2011/10/06

Or I Shall Turn On You

(The title is just a pun on the etymology of "advertise".)

Occupy Wall Street has been a boon to me, as a major element in my third SF book is a group of activists who oppose the UN opening relations with the dromaeosauroids. Now, they mainly do it 'cause the dromaeosaurs have a social order that's technically plutocratic (though not in the abusive sense we use the term, any more than ancient India being ruled by the warrior caste was the same as a military junta). And the activists are rebels against 24th century Earth's economic system, the mutant bastard offspring of capitalism and socialism: permanent employment. See Hilaire Belloc, The Servile State.

Anyway, the Occupy Wall Street dudes are helpful, in giving me soundbites for those activists to spout. But seriously, what soundbites!

See, Occupy Wall Street is largely run by the Canadian group Adbusters. And Adbusters may be the stupidest advocacy group ever created, even in the Anglophone Left: and consider that that includes Code Pink and the New Black Panthers.

For instance, the group was founded over two lackwit longhairs' disgust at an ad by some logging companies that claimed the logging industry protects the forests. Children, remember those huge fires here in Arizona over the last few years? Although Greenshirts like yourselves bear some blame, in preventing us from fixing the problem, conditions in this state originally got to such an unsafe condition because the logging companies were protecting the forest. Specifically, overprotecting it. Adbusters' counter-ad, in which an old-growth tree tells a sapling that a tree farm is not a forest, is similarly contemptible—because for most ecological purposes yes it is dumbass...and much less ecologically harmful than the mess loggers and Greens between them made of Arizona's forests, by the way.
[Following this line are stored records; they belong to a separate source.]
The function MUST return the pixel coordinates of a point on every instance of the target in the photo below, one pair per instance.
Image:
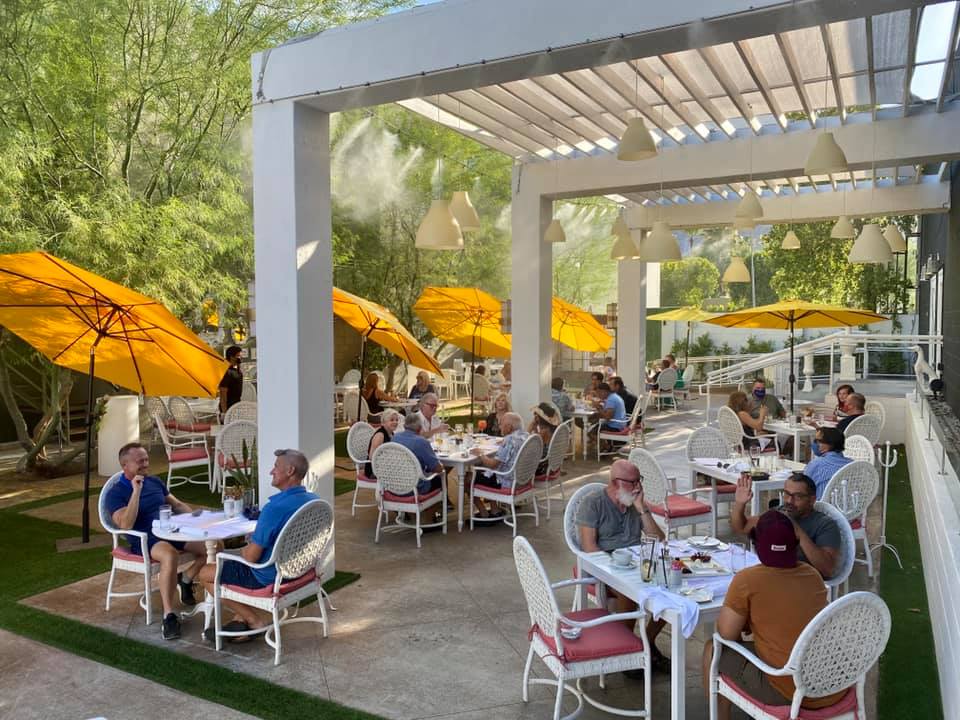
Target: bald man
(615, 518)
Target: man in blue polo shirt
(134, 503)
(289, 469)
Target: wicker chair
(604, 644)
(832, 654)
(851, 489)
(523, 470)
(298, 556)
(670, 509)
(358, 445)
(556, 451)
(398, 472)
(126, 561)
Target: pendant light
(637, 142)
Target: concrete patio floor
(439, 632)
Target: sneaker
(171, 627)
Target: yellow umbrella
(792, 314)
(578, 329)
(378, 324)
(84, 322)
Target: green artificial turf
(35, 566)
(909, 687)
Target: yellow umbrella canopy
(466, 317)
(578, 329)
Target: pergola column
(294, 279)
(532, 360)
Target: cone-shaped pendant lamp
(895, 238)
(554, 232)
(790, 241)
(843, 229)
(736, 271)
(826, 157)
(870, 247)
(439, 230)
(463, 211)
(636, 143)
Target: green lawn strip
(39, 568)
(907, 689)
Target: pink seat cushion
(390, 497)
(288, 587)
(681, 506)
(606, 640)
(846, 704)
(182, 454)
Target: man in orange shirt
(775, 600)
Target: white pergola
(736, 98)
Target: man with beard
(817, 533)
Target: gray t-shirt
(615, 529)
(821, 528)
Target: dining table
(683, 613)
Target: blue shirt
(153, 494)
(822, 468)
(419, 446)
(615, 402)
(274, 515)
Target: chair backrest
(571, 533)
(655, 483)
(541, 602)
(243, 410)
(667, 379)
(397, 469)
(559, 443)
(852, 488)
(867, 425)
(304, 540)
(358, 442)
(857, 447)
(848, 545)
(839, 646)
(707, 442)
(730, 426)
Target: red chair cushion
(845, 705)
(390, 497)
(181, 454)
(607, 640)
(681, 506)
(288, 587)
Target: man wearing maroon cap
(775, 600)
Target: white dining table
(667, 604)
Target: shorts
(234, 573)
(749, 677)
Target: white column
(632, 323)
(532, 361)
(294, 278)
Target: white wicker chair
(671, 509)
(851, 489)
(126, 561)
(358, 445)
(734, 432)
(837, 583)
(228, 451)
(398, 472)
(556, 451)
(522, 471)
(867, 425)
(298, 556)
(605, 644)
(243, 410)
(832, 654)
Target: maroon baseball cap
(775, 540)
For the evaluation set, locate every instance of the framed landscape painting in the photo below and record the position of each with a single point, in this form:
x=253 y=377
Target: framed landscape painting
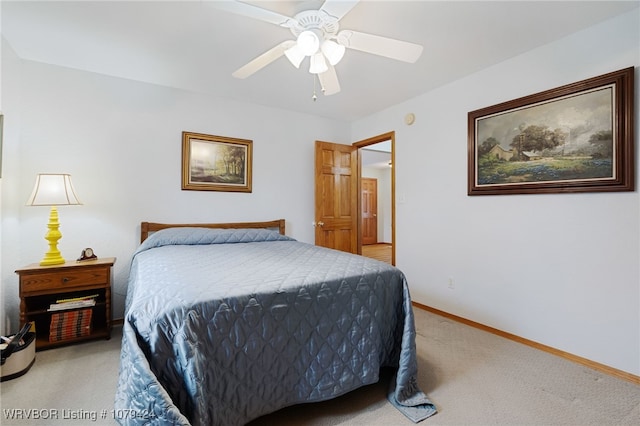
x=575 y=138
x=216 y=163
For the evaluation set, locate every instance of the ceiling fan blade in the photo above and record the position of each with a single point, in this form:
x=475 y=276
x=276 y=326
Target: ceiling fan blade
x=329 y=81
x=263 y=60
x=383 y=46
x=338 y=8
x=254 y=12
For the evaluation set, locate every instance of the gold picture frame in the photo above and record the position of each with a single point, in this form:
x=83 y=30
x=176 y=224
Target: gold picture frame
x=574 y=138
x=216 y=163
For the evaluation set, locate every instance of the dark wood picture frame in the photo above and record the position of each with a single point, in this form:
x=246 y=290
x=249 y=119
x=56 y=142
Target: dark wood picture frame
x=574 y=138
x=216 y=163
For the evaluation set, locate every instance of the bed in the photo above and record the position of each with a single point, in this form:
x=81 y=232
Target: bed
x=225 y=323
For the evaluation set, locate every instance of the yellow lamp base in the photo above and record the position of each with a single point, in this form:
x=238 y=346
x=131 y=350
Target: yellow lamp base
x=53 y=256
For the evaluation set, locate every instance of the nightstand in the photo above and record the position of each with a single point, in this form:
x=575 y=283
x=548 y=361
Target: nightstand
x=44 y=286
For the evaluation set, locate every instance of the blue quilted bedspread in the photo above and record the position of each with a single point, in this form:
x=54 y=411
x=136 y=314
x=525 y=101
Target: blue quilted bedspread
x=224 y=326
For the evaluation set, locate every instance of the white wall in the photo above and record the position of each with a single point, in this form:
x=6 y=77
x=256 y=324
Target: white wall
x=121 y=142
x=562 y=270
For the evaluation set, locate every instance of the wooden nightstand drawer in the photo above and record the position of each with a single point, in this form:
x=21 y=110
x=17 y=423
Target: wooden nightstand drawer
x=42 y=287
x=61 y=281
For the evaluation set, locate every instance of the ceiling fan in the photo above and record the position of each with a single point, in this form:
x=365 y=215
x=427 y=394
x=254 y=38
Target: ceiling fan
x=317 y=36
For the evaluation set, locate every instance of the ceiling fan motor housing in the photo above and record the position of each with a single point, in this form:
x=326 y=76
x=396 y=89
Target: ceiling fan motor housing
x=314 y=20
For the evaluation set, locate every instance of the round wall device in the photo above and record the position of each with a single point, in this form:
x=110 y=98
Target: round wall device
x=409 y=119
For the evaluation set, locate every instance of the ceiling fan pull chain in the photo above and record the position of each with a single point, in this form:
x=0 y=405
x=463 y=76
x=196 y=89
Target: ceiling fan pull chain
x=315 y=96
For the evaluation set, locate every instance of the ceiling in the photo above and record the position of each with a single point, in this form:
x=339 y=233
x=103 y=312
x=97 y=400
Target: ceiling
x=192 y=45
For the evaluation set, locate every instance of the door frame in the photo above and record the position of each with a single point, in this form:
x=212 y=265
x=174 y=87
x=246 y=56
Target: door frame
x=389 y=136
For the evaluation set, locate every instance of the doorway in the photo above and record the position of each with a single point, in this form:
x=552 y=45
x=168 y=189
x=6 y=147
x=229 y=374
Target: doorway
x=338 y=201
x=376 y=188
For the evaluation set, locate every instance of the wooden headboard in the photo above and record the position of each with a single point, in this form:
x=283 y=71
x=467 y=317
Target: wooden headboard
x=148 y=227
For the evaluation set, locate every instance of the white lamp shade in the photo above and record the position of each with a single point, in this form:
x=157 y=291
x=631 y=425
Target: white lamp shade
x=53 y=190
x=333 y=51
x=294 y=55
x=318 y=64
x=308 y=42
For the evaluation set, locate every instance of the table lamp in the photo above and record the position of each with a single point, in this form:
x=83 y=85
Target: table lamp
x=53 y=190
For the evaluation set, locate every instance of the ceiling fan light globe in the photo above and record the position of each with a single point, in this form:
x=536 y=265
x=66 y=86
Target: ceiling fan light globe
x=318 y=64
x=308 y=43
x=333 y=51
x=294 y=55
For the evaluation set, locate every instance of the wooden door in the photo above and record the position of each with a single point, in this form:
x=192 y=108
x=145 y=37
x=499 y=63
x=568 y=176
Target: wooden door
x=369 y=196
x=336 y=188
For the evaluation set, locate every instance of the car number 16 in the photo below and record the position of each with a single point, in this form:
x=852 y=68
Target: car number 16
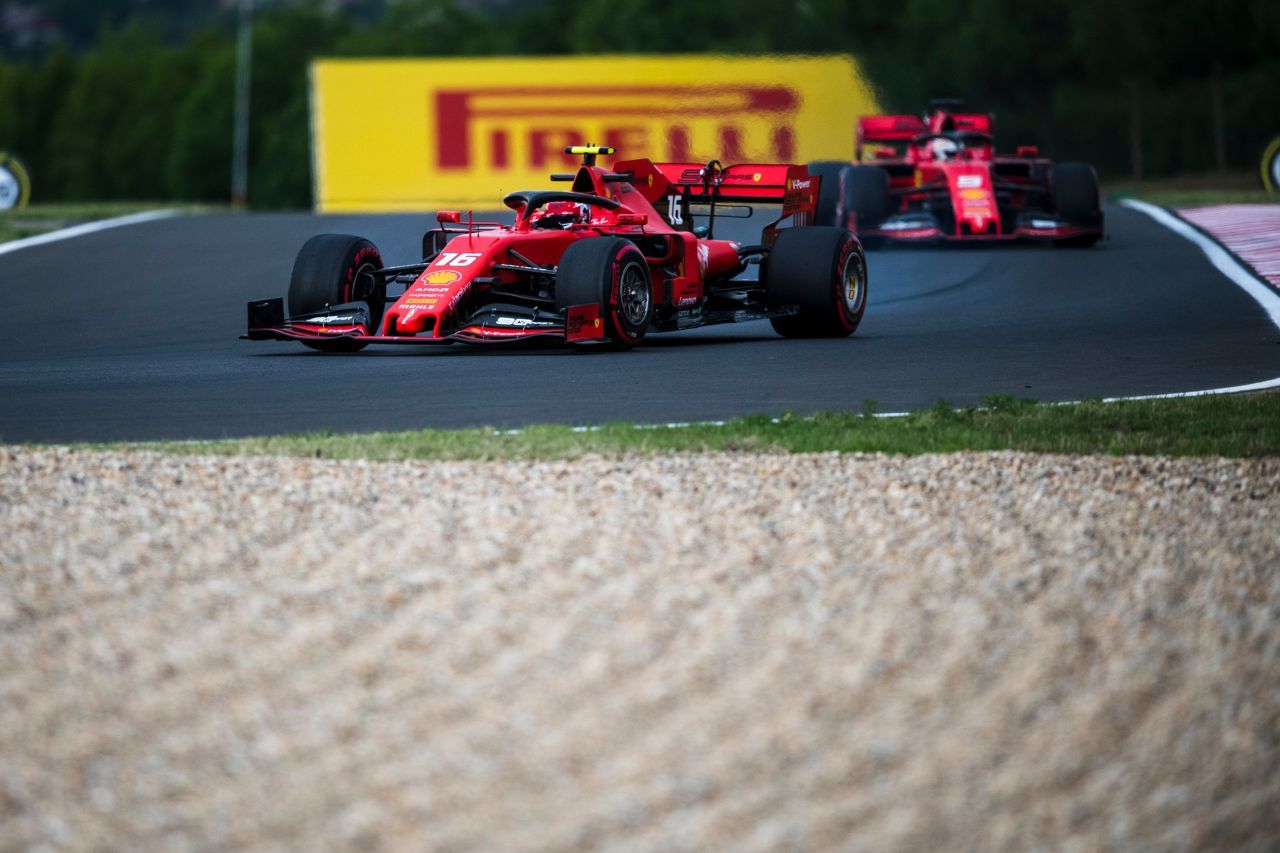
x=457 y=259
Or take the Adbusters shoes "made by fair trade shops in Portugal and Pakistan". Leaving to one side that the original "Blackspot" shoe is just a Chinese-style knockoff of a Converse high-top, the shoes cost $75.00, ten bucks more than many Converse ordered directly from Converse itself. Oh, except Converse's US shipping is $5, compared to $13 for Blackspots. And Converse has free shipping for orders over $75, which is where Blackpots—again, $13 shipping—start. They are relying on your rich white yuppie guilt to subsidize their enterprise, and then they crow that they are successfully competing with a big corporation. Their other shoe, the "Unswoosher", aside from being hideous, is a sort of Hot Topic Grunge-lite boot—it therefore deliberately avoids direct competition with Nike, despite the name, in Nike's key product lines, namely athletic shoes. That's sorta like beating a heavyweight boxer in a World of Warcraft PVP, and then going around telling people you beat him...taking full advantage of the fact that "in the ring" is usually going to be assumed.

I suppose that last point is moot, though, since shitty Adbusters ankle boots don't come anywhere near beating Nike's sales anyway. I imagine it has to do with the "poor fit" between them and Hot Topic, which as I said would be the best demo for their product.
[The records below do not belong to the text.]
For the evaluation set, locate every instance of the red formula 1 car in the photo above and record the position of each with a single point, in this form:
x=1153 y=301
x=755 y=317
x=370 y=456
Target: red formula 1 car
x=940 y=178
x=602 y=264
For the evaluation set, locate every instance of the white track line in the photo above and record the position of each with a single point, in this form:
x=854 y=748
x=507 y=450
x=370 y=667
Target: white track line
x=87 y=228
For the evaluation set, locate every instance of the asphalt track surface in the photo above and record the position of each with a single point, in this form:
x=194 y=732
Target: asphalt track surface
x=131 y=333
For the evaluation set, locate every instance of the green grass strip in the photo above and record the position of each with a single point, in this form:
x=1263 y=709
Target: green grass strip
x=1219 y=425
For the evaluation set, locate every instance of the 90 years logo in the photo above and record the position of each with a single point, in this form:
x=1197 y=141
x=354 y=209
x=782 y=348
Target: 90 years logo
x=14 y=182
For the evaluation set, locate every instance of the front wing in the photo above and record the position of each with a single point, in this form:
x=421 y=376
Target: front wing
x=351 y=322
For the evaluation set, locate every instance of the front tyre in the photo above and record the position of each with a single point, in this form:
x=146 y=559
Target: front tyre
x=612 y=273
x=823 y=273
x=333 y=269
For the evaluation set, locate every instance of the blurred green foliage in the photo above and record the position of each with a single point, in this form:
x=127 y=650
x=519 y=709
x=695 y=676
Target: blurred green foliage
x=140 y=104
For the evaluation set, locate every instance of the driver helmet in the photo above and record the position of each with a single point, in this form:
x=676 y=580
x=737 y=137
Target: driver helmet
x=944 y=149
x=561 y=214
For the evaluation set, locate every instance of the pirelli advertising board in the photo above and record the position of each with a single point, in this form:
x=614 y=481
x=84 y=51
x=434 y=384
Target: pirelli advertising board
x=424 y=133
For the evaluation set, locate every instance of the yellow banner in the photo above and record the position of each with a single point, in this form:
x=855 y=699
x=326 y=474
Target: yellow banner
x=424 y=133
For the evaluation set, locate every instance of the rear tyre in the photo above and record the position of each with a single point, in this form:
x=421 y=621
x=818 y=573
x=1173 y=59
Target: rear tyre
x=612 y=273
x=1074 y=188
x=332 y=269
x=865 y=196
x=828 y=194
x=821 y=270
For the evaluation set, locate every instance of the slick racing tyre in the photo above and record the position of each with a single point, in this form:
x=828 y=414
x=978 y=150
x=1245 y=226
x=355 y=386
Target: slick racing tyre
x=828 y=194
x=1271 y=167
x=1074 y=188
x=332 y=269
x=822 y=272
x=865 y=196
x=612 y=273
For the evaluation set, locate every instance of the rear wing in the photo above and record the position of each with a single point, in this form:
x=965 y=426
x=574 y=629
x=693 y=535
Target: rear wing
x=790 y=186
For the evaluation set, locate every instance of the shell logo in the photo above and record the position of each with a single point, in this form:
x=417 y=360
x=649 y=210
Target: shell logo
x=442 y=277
Let us pause also to consider the staggering hypocrisy of claiming to be critical of the sort of advertising that asks people to define their identities through brand association...and then marketing a shoe based entirely on people defining their identity through brand association.
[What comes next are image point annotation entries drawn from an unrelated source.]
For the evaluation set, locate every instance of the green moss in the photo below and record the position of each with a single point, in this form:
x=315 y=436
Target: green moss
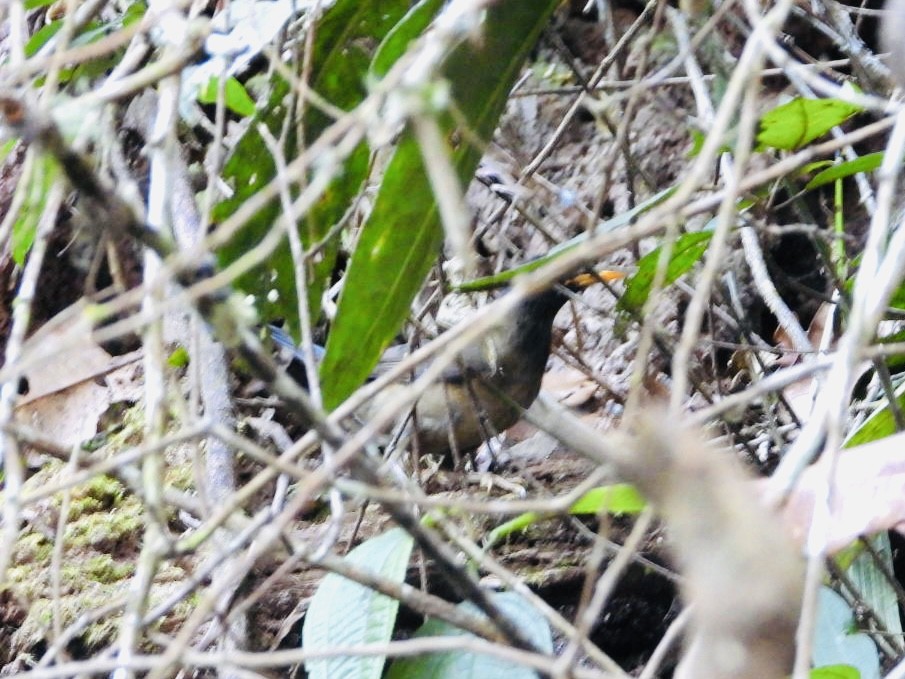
x=107 y=530
x=97 y=495
x=100 y=568
x=33 y=548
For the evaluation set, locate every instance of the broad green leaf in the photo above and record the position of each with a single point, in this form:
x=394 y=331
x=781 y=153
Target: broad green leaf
x=344 y=39
x=801 y=121
x=620 y=498
x=617 y=499
x=686 y=252
x=464 y=665
x=398 y=40
x=835 y=672
x=234 y=94
x=837 y=641
x=344 y=613
x=865 y=163
x=402 y=237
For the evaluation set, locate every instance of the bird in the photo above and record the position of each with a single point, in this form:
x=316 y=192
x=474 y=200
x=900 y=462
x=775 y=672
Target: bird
x=493 y=380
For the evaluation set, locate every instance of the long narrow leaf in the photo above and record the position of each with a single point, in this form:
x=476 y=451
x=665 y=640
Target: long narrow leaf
x=402 y=237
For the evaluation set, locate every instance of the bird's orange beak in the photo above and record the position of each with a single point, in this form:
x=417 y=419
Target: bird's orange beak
x=583 y=280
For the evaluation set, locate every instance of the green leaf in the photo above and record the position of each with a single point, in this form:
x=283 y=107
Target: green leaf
x=40 y=38
x=36 y=186
x=835 y=643
x=865 y=163
x=686 y=252
x=134 y=12
x=235 y=96
x=340 y=58
x=620 y=498
x=402 y=237
x=880 y=424
x=617 y=499
x=465 y=665
x=398 y=40
x=801 y=121
x=835 y=672
x=343 y=612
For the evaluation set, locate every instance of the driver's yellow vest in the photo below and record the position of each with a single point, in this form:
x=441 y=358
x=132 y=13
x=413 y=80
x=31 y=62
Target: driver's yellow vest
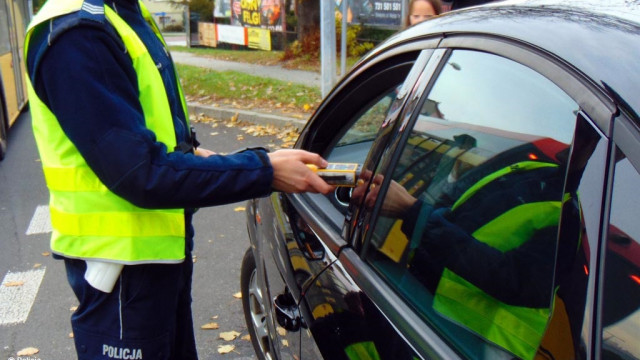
x=518 y=329
x=88 y=220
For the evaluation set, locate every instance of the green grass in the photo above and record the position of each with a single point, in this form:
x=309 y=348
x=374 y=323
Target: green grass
x=247 y=56
x=210 y=86
x=260 y=57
Finally, corporate personhood comes under attack all the time from Adbusters, but I always want to ask, "How does your criticism of corporate personhood (as exercised by businesses) not also cut across corporate personhood as exercised by trade unions, ethnic groups, nonprofits, professional associations, or class-action legal plaintiffs against businesses?" Sorry kids, but you can't argue atomized individualism for collectivist ends. Then again I know that "corporate" as a legal term means something different from "having to do with a corporation".